Modeling the liquid-liquid extraction equilibrium of iron (III) with hydroxyoxime extractant and equilibrium-based simulation of counter-current copper extraction circuits

•A mechanistic model for iron (III) liquid-liquid extraction equilibrium is developed.•A useful empirical correlation for organic phase non-ideality is used.•The model is shown to be applicable over a wide range of operating conditions.•D-optimal design of experiments was used for model validation.•Influence of iron (III) on the copper liquid-liquid extraction process was analyzed.

The phase equilibrium in the loading and stripping stages of the liquid-liquid extraction of iron (III) with hydroxyoxime extractant in kerosene was studied over a wide range of hydroxyoxime extractant (Acorga M5640, 3-25 vol-%) and iron (1.5-45 g/L) concentrations. A mechanistic mathematical model explaining the phase equilibrium in the loading stage was developed and validated with new experimental data.
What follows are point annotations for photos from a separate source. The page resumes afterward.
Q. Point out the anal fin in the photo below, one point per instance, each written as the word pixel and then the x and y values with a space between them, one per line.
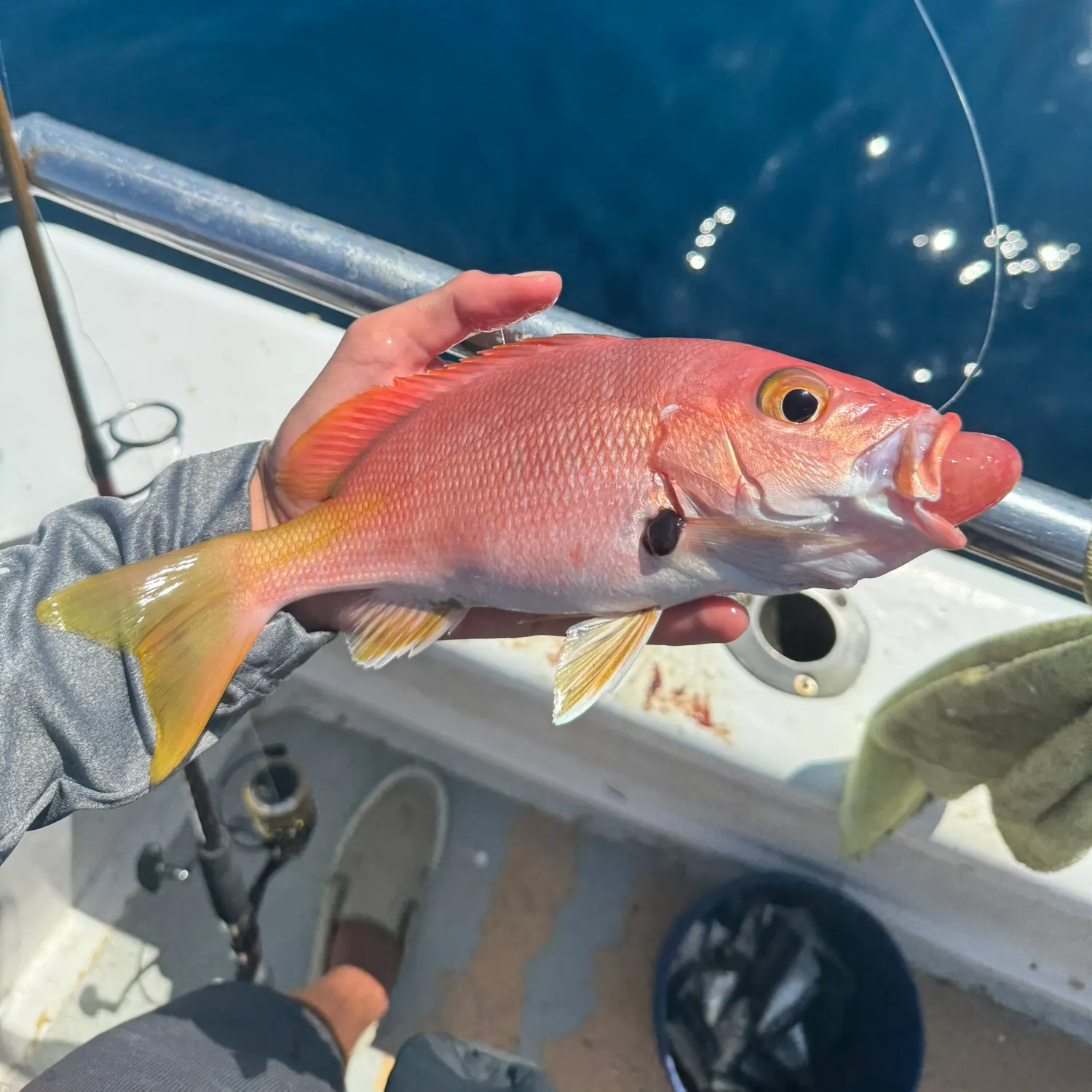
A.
pixel 596 657
pixel 380 630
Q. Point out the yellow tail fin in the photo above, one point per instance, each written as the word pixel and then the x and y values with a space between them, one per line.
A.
pixel 188 618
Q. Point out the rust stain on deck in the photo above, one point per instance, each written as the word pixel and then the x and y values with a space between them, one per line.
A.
pixel 695 705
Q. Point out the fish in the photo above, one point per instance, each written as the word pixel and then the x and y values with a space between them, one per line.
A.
pixel 590 476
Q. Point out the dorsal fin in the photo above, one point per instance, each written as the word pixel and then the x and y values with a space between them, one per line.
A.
pixel 314 463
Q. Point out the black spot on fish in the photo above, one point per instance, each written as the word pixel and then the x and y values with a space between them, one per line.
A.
pixel 662 534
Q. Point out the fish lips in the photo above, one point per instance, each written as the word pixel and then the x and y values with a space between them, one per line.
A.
pixel 946 476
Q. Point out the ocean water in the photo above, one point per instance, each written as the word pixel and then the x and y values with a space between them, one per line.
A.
pixel 594 137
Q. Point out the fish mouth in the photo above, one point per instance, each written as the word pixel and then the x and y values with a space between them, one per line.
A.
pixel 946 476
pixel 919 474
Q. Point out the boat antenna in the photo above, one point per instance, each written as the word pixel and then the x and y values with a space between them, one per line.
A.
pixel 972 371
pixel 26 214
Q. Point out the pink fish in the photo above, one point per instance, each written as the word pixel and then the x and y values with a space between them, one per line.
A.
pixel 574 475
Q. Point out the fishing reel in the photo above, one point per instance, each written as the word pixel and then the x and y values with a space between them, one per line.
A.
pixel 279 803
pixel 279 817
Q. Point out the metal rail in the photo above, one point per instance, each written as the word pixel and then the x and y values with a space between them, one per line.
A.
pixel 1037 531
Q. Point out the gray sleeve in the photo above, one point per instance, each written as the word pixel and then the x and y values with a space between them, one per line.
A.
pixel 74 724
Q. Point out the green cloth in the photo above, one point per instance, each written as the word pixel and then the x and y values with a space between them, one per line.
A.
pixel 1013 713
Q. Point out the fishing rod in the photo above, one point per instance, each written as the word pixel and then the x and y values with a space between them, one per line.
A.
pixel 234 903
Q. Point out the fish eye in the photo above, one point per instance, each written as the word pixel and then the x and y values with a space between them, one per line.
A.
pixel 663 532
pixel 793 395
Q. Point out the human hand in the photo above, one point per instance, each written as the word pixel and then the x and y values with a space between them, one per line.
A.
pixel 406 339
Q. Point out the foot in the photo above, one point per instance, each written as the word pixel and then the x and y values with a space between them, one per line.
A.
pixel 384 862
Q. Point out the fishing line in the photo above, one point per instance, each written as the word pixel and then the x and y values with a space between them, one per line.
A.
pixel 74 320
pixel 991 200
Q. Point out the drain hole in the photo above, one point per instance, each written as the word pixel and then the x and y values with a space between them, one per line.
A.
pixel 799 627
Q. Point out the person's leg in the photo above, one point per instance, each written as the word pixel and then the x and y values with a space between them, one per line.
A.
pixel 229 1037
pixel 240 1037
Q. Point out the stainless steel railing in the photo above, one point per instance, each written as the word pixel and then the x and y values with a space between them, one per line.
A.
pixel 1037 530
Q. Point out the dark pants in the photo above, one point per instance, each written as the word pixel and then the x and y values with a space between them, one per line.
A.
pixel 238 1037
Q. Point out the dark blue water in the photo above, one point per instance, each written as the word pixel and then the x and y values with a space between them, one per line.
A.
pixel 593 137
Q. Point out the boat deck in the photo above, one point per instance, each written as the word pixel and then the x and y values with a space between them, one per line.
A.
pixel 539 936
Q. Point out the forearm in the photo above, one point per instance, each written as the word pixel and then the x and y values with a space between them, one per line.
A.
pixel 74 725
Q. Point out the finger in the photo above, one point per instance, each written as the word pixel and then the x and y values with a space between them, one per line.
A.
pixel 711 620
pixel 408 336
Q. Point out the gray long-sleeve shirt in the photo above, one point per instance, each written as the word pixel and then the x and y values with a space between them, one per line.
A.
pixel 76 724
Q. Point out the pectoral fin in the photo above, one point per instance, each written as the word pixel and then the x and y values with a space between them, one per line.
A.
pixel 596 657
pixel 381 630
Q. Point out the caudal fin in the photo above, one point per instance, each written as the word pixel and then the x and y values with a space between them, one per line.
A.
pixel 187 618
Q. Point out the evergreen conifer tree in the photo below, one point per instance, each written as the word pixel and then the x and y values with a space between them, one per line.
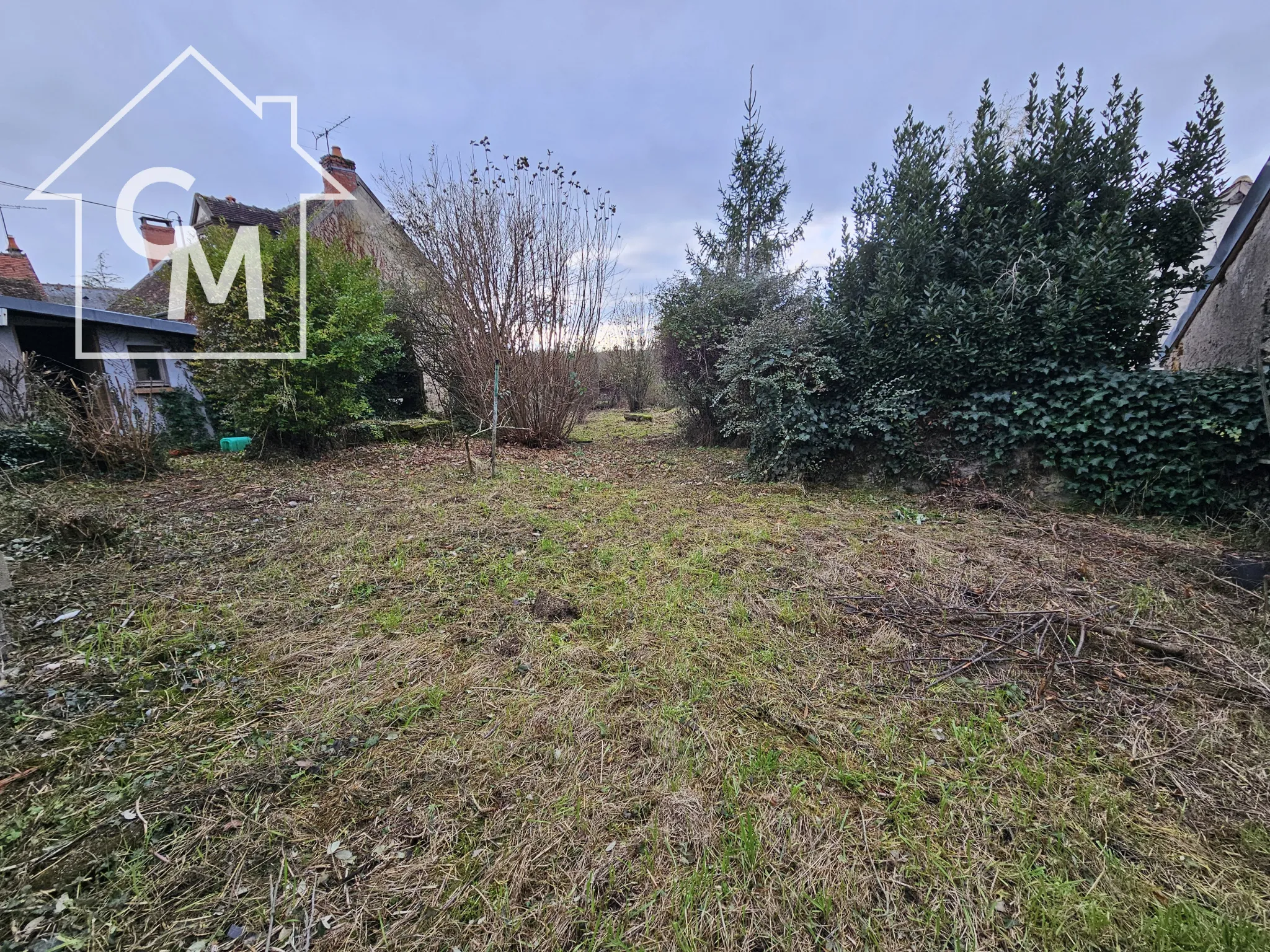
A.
pixel 753 232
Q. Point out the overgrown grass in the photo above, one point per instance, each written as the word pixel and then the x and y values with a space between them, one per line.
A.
pixel 332 677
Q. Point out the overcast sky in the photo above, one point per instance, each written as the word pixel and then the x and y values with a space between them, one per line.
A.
pixel 641 98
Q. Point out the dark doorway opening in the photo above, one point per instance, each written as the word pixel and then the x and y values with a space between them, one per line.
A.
pixel 51 352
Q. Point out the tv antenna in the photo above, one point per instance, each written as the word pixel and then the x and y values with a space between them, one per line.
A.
pixel 319 135
pixel 19 207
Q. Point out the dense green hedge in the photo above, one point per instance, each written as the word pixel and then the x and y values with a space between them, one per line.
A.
pixel 1183 442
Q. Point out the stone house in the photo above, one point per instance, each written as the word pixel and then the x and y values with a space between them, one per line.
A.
pixel 1226 323
pixel 37 322
pixel 363 225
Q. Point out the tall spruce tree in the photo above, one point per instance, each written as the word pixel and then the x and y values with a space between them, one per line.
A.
pixel 735 277
pixel 753 232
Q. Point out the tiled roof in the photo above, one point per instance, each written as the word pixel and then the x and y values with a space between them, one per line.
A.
pixel 149 296
pixel 20 287
pixel 219 209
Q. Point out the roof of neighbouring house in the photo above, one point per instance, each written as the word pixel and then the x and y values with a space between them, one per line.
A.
pixel 48 309
pixel 98 299
pixel 208 209
pixel 1227 250
pixel 17 275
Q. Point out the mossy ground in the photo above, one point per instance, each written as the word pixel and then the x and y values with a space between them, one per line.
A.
pixel 316 692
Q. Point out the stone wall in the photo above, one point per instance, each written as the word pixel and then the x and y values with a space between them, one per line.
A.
pixel 1228 328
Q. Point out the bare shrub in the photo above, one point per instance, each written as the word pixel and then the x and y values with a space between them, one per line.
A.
pixel 518 259
pixel 631 363
pixel 112 432
pixel 60 421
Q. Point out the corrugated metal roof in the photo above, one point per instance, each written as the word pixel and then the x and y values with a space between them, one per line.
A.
pixel 95 316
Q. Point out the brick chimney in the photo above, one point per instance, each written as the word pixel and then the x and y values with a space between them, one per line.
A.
pixel 343 170
pixel 17 277
pixel 159 236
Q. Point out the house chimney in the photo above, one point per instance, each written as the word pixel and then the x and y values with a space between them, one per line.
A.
pixel 159 236
pixel 17 277
pixel 343 170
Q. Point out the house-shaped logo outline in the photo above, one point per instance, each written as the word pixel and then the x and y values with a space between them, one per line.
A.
pixel 257 108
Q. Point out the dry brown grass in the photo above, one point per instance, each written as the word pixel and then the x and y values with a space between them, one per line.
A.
pixel 329 678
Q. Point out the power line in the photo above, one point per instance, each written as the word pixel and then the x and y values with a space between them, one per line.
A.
pixel 86 201
pixel 4 224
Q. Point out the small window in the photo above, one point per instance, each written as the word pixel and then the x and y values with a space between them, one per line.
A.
pixel 149 369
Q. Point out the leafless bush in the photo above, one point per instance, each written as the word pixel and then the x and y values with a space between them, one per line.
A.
pixel 89 420
pixel 25 395
pixel 631 362
pixel 517 260
pixel 112 432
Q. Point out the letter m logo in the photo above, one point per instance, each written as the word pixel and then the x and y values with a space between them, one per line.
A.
pixel 246 253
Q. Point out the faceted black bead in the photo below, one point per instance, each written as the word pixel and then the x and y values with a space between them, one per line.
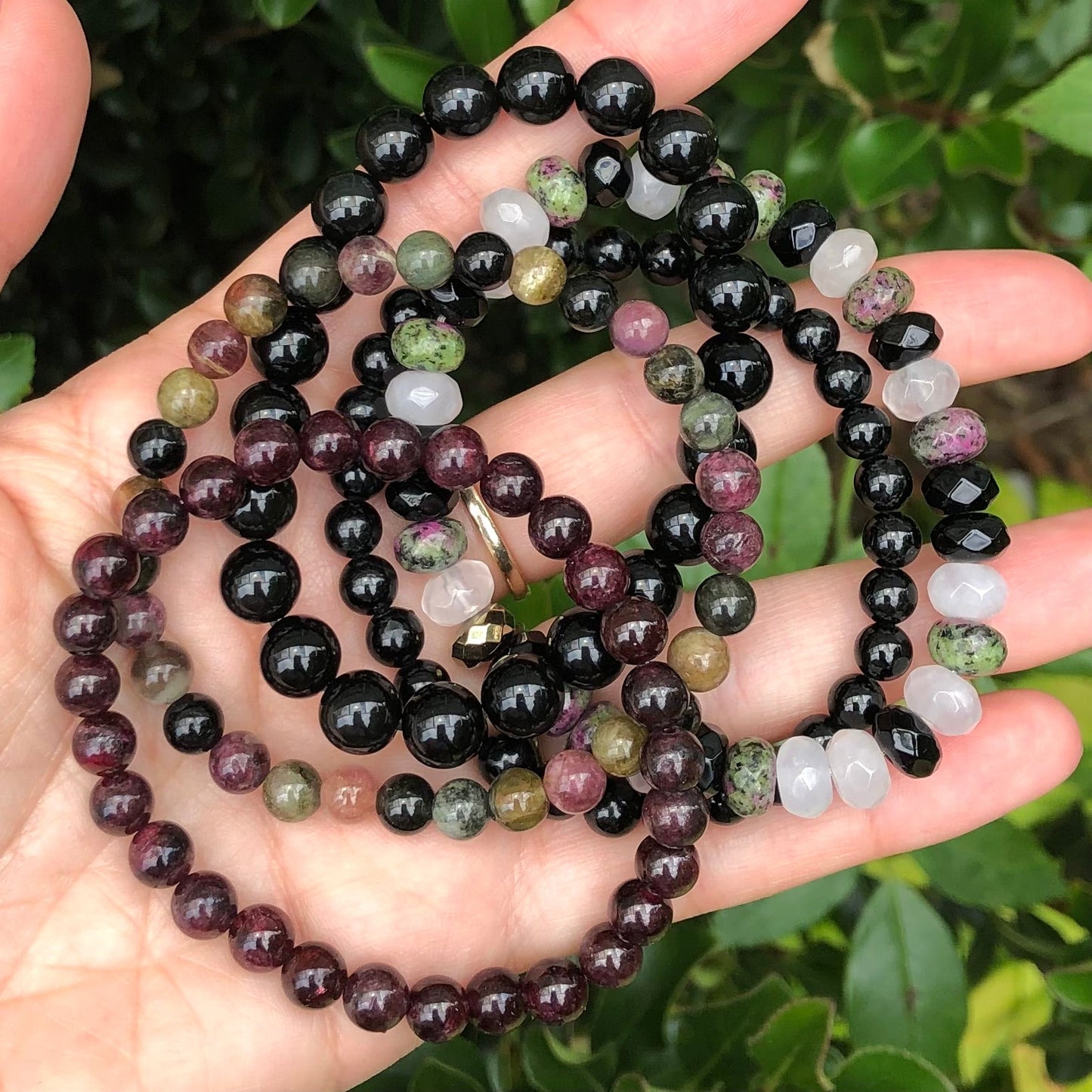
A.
pixel 905 339
pixel 679 145
pixel 581 657
pixel 348 204
pixel 368 584
pixel 854 700
pixel 395 636
pixel 394 144
pixel 843 380
pixel 460 101
pixel 960 487
pixel 484 261
pixel 360 712
pixel 883 483
pixel 444 725
pixel 891 540
pixel 193 723
pixel 970 537
pixel 537 85
pixel 608 173
pixel 260 581
pixel 883 652
pixel 299 657
pixel 863 431
pixel 295 352
pixel 888 595
pixel 157 448
pixel 718 214
pixel 907 741
pixel 800 232
pixel 738 367
pixel 588 301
The model accounts for the non-ideality of both the aqueous and the organic phases. The composition of the aqueous sulfate solution was calculated through speciation of the electrolytes with an extended Debye-Hückel model. The organic phase non-ideality in the loading stage was described with an empirical correlation that accounts for the effect of extractant concentration on the extraction equilibrium constant. The model parameters were fitted against measured experimental data using nonlinear regression analysis. A mechanistic mathematical model explaining the co-extraction of iron in copper liquid-liquid extraction was developed and validated using D-optimal experiment design and the Markov chain Monte Carlo algorithm. The model facilitates the optimization of copper liquid-liquid extraction circuits, as iron is the most common impurity in industrial systems, making process operations challenging.